S'interrogeant sur les bibliothèques et leurs propriétaires, Jacques Bonnet propose ici un petit traité sur l'art d'aimer les livres et les problèmes qui en découlent : comment classer ses livres, comment vivre parmi eux, quels rapports entretenir avec les personnages sont autant de questions qui émergent dans ces pages et interrogent le lecteur sur ses propres pratiques.
J'avais adoré La bibliothèque, la nuit d'Alberto Manguel, découvert alors que je préparais mon concours et j'ai voulu revenir sur ces questions de bibliothéconomie et de pratiques de lecteur. Cet essai m'en a donné la possibilité et j'ai éprouvé du plaisir à sa lecture. Moins fouillé et approfondi que l'essai de Manguel, il complète parfaitement cette lecture en proposant une analyse personnelle de l'auteur sur les bibliothèques et les pratiques qui découlent de la lecture. Le style est fluide et très accessible pour quiconque a envie de se pencher sur la question et permet de rentrer facilement dans le raisonnement de Pierre Bonnet. Pour ma part, et parce que j'aime particulièrement les essais traitant des livres et de la lecture - déformation professionnelle - j'ai passé un agréable moment en compagnie des fantômes des bibliothèques évoquées par Pierre Bonnet et j'ai apprécié son hommage aux livres.
"Les livres sont coûteux à l'achat, ne valent rien à la revente, sont hors de prix lorsqu'il faut les retrouver une fois épuisés, sont lourds à porter, prennent la poussière, craignent l'humidité et les souris, sont à partir d'une certaine quantité quasi impossibles à déménager, nécessitent un classement précis pour pouvoir être utilisés et, surtout, dévorent l'espace." (p.16)
"Je m'aperçus après un certain temps que les livres n'étaient pas simplement un moyen d'évasion salutaire mais qu'ils contenaient aussi les outils permettant de décrypter la réalité environnante." (p.21)
"Or la lecture démultiplie notre réalité forcément limitée, et nous permet de pénétrer les époques éloignées, les coutumes étrangères, les coeurs, les esprits, les motivations humaines, etc." (p.35)

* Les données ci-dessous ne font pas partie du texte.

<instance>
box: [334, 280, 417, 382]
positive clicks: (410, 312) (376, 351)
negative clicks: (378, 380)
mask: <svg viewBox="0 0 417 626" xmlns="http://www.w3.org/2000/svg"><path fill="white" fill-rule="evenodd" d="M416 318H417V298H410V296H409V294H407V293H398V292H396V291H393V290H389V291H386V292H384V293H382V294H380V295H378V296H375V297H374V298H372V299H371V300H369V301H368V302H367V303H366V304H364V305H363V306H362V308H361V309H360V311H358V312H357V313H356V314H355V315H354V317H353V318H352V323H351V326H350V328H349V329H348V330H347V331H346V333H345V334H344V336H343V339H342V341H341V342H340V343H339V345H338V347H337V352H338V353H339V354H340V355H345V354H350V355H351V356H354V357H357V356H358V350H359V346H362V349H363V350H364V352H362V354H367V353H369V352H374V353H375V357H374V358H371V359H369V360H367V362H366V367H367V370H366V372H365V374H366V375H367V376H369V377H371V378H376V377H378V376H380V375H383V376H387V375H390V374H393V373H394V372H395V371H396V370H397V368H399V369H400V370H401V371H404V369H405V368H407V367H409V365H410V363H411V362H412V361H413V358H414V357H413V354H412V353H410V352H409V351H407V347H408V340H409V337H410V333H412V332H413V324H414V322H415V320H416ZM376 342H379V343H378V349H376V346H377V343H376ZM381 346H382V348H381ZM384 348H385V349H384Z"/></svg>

"Avec l'écriture, et donc la lecture, l'homme n'a pas effectué un saut culturel simplement quantitatif, il a mentalement changé d'échelle." (p.59)
"Le nom d'un livre lu (conquis ?) n'a plus rien à voir avec ce qu'il représentait auparavant. Le livre va ensuite vivre sa propre vie dans notre mémoire. Il va, souvent, tomber dans l'oubli. Mais il arrive aussi qu'il se développe de manière autonome, que l'intrigue se transforme, que la fin n'ait plus rien à voir avec celle écrite par l'auteur, que sa longueur se modifie radicalement." (p.62)
"Les destructions volontaires et systématiques de livres ont été innombrables dans l'histoire et ont, presque toujours, annoncé ou accompagné la persécution de leurs lecteurs potentiels." (p.128)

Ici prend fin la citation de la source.